Production agent loops must branch on Nomiqon error codes explicitly. Treat 402 policy_cap_exceeded as a hard stop — retrying without policy change will fail identically. Treat 403 policy_domain_blocked as a potential prompt-injection signal worth escalating. Spend token expiry (401 spend_token_expired) warrants a fresh token mint, not a blind retry of the stale header.

typescript
try {
  await agent.fetch(url, options);
} catch (err) {
  if (err.code === "policy_cap_exceeded") {
    await notifyOperator(agent.id, "Daily cap reached");
    await nomiqon.agents.pause(agent.id);
  } else if (err.code === "policy_domain_blocked") {
    await securityAlert(agent.id, url, "Unexpected domain");
  } else if (err.code === "spend_token_expired") {
    // Re-mint and retry once
    const headers = await nomiqon.agents.getSpendHeaders(agent.id);
    await agent.fetch(url, { ...options, headers });
  }
}

Integrating with LangChain and Vercel AI SDK

Framework middleware hooks — LangChain BaseCallbackHandler, Vercel AI SDK experimental_toolCallStreaming — provide interception points before tool HTTP executes. Wrap the default fetch implementation to inject spend headers universally. Centralising this in one module prevents individual tools from bypassing enforcement during rapid prototyping.
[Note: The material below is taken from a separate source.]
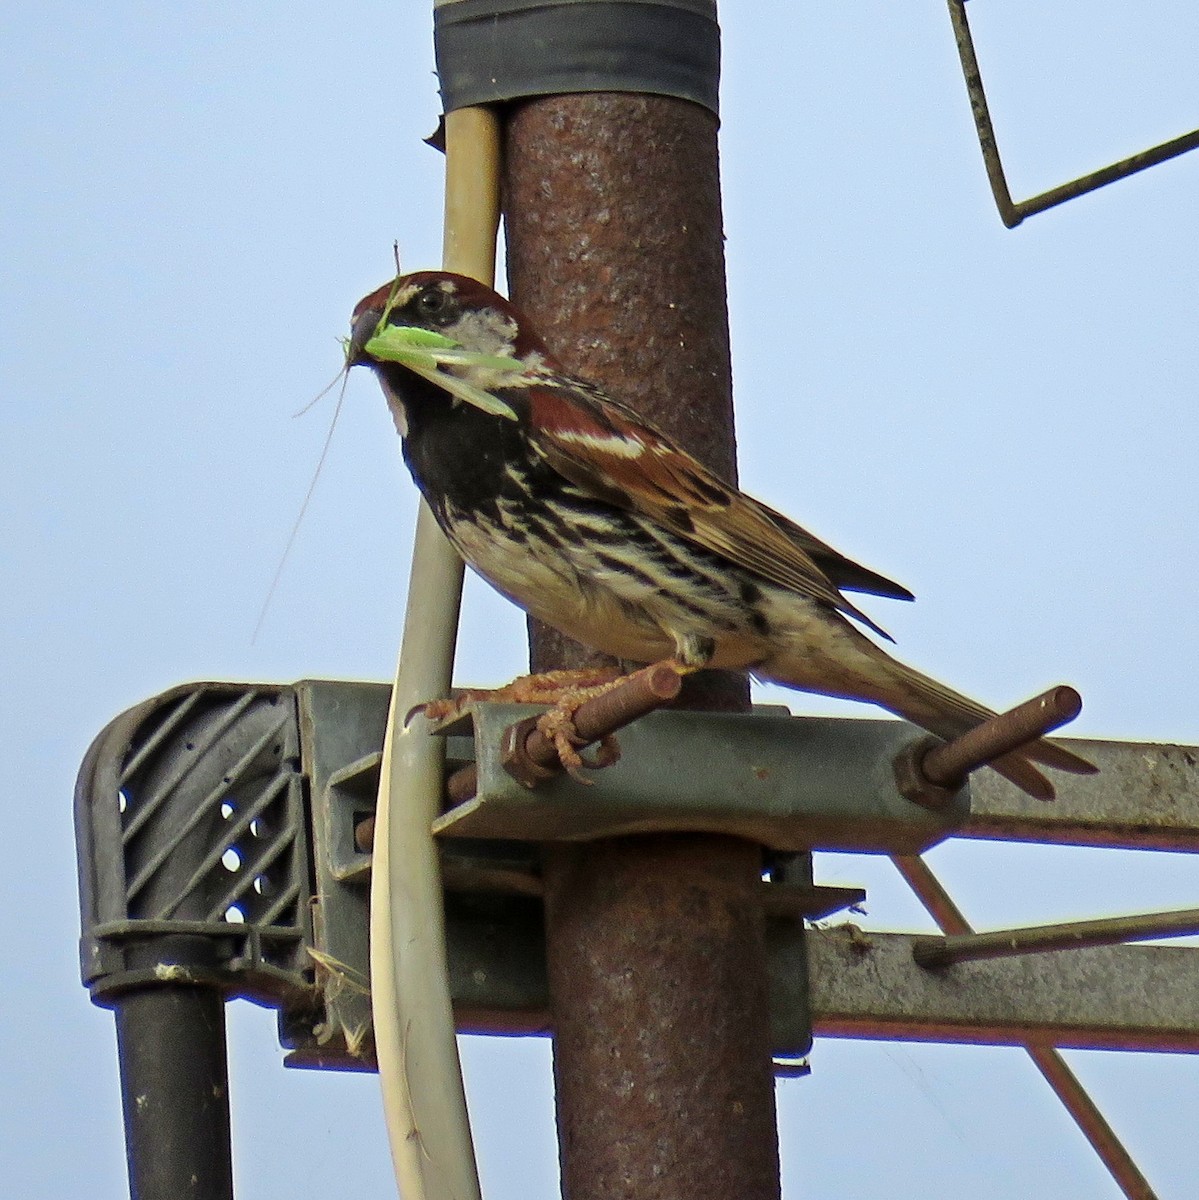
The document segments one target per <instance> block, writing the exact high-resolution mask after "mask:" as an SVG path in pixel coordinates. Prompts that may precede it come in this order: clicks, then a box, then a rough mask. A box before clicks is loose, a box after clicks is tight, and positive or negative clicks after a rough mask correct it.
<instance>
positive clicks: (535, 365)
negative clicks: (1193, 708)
mask: <svg viewBox="0 0 1199 1200" xmlns="http://www.w3.org/2000/svg"><path fill="white" fill-rule="evenodd" d="M354 365H366V366H370V367H372V368H373V370H374V372H376V374H377V377H378V379H379V383H380V385H382V388H383V392H384V396H385V397H386V402H388V406H389V408H390V410H391V414H392V416H394V419H395V424H396V428H397V430H398V433H400V437H401V439H402V448H403V457H404V461H406V463H407V466H408V468H409V470H410V472H412V476H413V479H414V480H415V482H416V486H418V487H419V488H420V491H421V493H422V494H424V497H425V499H426V500H427V503H428V505H430V509H431V510H432V512H433V515H434V517H436V518H437V522H438V524H439V526H440V528H442V529H443V530H444V533H445V536H446V538H448V539H449V541H450V542H451V545H452V546H454V547H455V550H456V551H457V552H458V553H460V554H461V556H462V558H463V559H464V560H466V563H467V564H468V565H469V566H472V568H473V569H474V570H475V571H476V572H478V574H479V575H481V576H482V577H484V578H485V580H486V581H487V582H488V583H491V584H492V586H493V587H494V588H496V589H497V590H499V592H500V593H503V594H504V595H505V596H508V598H509V599H510V600H512V601H514V602H515V604H517V605H518V606H520V607H521V608H523V610H524V611H526V612H528V613H532V614H533V616H534V617H536V618H539V619H540V620H544V622H546V623H547V624H550V625H553V626H554V628H557V629H559V630H560V631H563V632H564V634H568V635H569V636H570V637H574V638H576V640H577V641H580V642H583V643H586V644H588V646H592V647H594V648H596V649H600V650H605V652H606V653H607V654H611V655H615V656H616V658H618V659H623V660H627V661H633V662H646V664H649V662H658V661H661V660H672V661H673V662H676V664H677V665H678V666H679V668H681V670H684V671H693V670H700V668H703V667H721V668H730V670H738V671H748V672H751V673H753V674H754V676H755V677H756V678H759V679H762V680H769V682H772V683H779V684H784V685H785V686H789V688H796V689H801V690H803V691H811V692H821V694H823V695H828V696H839V697H845V698H849V700H857V701H868V702H870V703H874V704H877V706H880V707H882V708H885V709H887V710H889V712H892V713H894V714H897V715H899V716H901V718H905V719H906V720H909V721H912V722H913V724H916V725H919V726H922V727H923V728H925V730H928V731H929V732H930V733H934V734H936V736H937V737H941V738H947V739H948V738H953V737H957V736H959V734H961V733H964V732H965V731H966V730H969V728H971V727H973V726H976V725H978V724H981V722H982V721H984V720H987V719H988V718H990V716H993V715H994V713H993V712H991V710H990V709H988V708H984V707H983V706H982V704H978V703H976V702H975V701H972V700H967V698H966V697H965V696H961V695H959V694H958V692H955V691H953V690H951V689H949V688H947V686H945V685H943V684H941V683H937V682H936V680H935V679H931V678H929V677H928V676H924V674H921V673H919V672H918V671H915V670H913V668H912V667H909V666H906V665H905V664H903V662H900V661H899V660H897V659H895V658H893V656H892V655H891V654H888V652H887V650H885V649H883V648H882V646H880V644H879V642H877V641H875V640H874V638H871V637H870V636H868V632H865V631H869V632H870V634H874V635H875V636H876V637H880V638H883V640H886V641H891V637H889V635H887V634H886V632H885V631H883V630H882V629H881V628H880V626H879V625H877V624H875V622H874V620H873V619H871V618H870V617H869V616H867V614H865V613H864V612H862V610H859V608H858V607H857V606H856V605H855V604H853V602H852V601H851V600H850V599H849V598H847V596H846V595H845V593H846V592H850V593H865V594H869V595H875V596H885V598H891V599H901V600H911V599H912V594H911V593H910V592H909V590H907V589H906V588H904V587H901V586H900V584H898V583H894V582H892V581H891V580H888V578H886V577H883V576H882V575H879V574H877V572H875V571H873V570H869V569H868V568H865V566H861V565H859V564H857V563H855V562H852V560H851V559H849V558H846V557H845V556H844V554H841V553H839V552H838V551H837V550H833V547H832V546H829V545H827V544H826V542H823V541H821V540H820V539H819V538H816V536H814V535H813V534H810V533H808V532H807V530H805V529H802V528H801V527H799V526H797V524H796V523H795V522H792V521H790V520H789V518H787V517H785V516H783V514H780V512H777V511H775V510H774V509H771V508H768V506H767V505H766V504H762V503H761V502H759V500H756V499H754V498H753V497H750V496H747V494H745V493H744V492H742V491H739V490H738V488H737V487H733V486H732V485H731V484H729V482H726V481H725V480H723V479H720V478H718V476H717V475H715V474H714V473H713V472H711V470H708V469H707V468H706V467H705V466H703V464H702V463H700V462H699V461H697V460H696V458H694V457H693V456H691V455H689V454H688V452H687V451H685V450H684V449H683V448H682V446H681V445H678V443H677V442H675V440H673V439H672V438H670V437H669V436H667V434H666V433H664V432H663V431H661V430H659V428H655V427H654V426H653V425H651V424H649V422H648V421H646V420H645V419H642V418H641V416H639V415H637V413H636V412H634V409H631V408H630V407H629V406H627V404H623V403H622V402H621V401H618V400H616V398H615V397H612V396H610V395H609V394H607V392H606V391H604V390H603V389H601V388H599V386H596V385H595V384H593V383H589V382H587V380H586V379H581V378H578V377H576V376H572V374H570V373H568V372H566V371H565V370H564V368H563V366H562V365H560V364H559V362H558V361H557V360H556V359H554V358H553V355H552V354H551V353H550V350H548V348H547V347H546V344H545V343H544V342H542V340H541V338H540V337H539V336H538V334H536V332H535V330H534V329H533V328H532V326H530V324H529V322H528V320H527V319H526V318H524V317H523V314H522V313H521V312H520V311H518V310H517V308H516V307H515V306H514V305H512V304H510V302H509V301H508V300H505V299H504V298H502V296H500V295H498V294H497V293H496V292H493V290H492V289H491V288H488V287H486V286H484V284H481V283H479V282H476V281H474V280H470V278H468V277H466V276H461V275H454V274H450V272H445V271H416V272H414V274H409V275H400V276H397V277H396V278H395V280H392V281H391V282H390V283H388V284H385V286H384V287H382V288H379V289H377V290H376V292H372V293H371V294H370V295H367V296H366V298H364V299H362V300H360V301H359V304H358V305H356V306H355V308H354V313H353V322H352V331H350V337H349V341H348V343H347V368H348V367H349V366H354ZM1038 764H1039V766H1043V767H1053V768H1056V769H1059V770H1065V772H1072V773H1075V774H1090V773H1093V772H1095V769H1096V768H1095V767H1093V766H1092V764H1091V763H1089V762H1086V761H1085V760H1083V758H1080V757H1078V756H1077V755H1074V754H1072V752H1069V751H1068V750H1065V749H1063V748H1061V746H1059V745H1055V744H1054V743H1051V742H1047V740H1044V739H1042V740H1038V742H1035V743H1031V744H1030V745H1026V746H1024V748H1021V749H1020V750H1018V751H1013V752H1012V754H1008V755H1005V756H1003V757H1002V758H1000V760H997V761H996V762H995V763H993V767H994V768H995V769H996V770H999V772H1000V774H1002V775H1005V776H1006V778H1007V779H1009V780H1011V781H1012V782H1013V784H1015V785H1017V786H1018V787H1020V788H1023V790H1024V791H1025V792H1027V793H1029V794H1030V796H1033V797H1037V798H1041V799H1051V798H1053V797H1054V788H1053V785H1051V784H1050V782H1049V780H1048V779H1047V778H1045V776H1044V775H1043V774H1042V772H1041V770H1039V769H1038Z"/></svg>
The gateway model means your LLM provider keys remain in a secrets manager while spend authority flows through per-agent tokens. Compromise of a tool implementation leaks capability scoped to that agent's policy — not your entire organisation's API budget.

Spend tokens turn every LLM tool call into an auditable, policy-gated financial event — the minimum viable control plane for autonomous software that spends real money.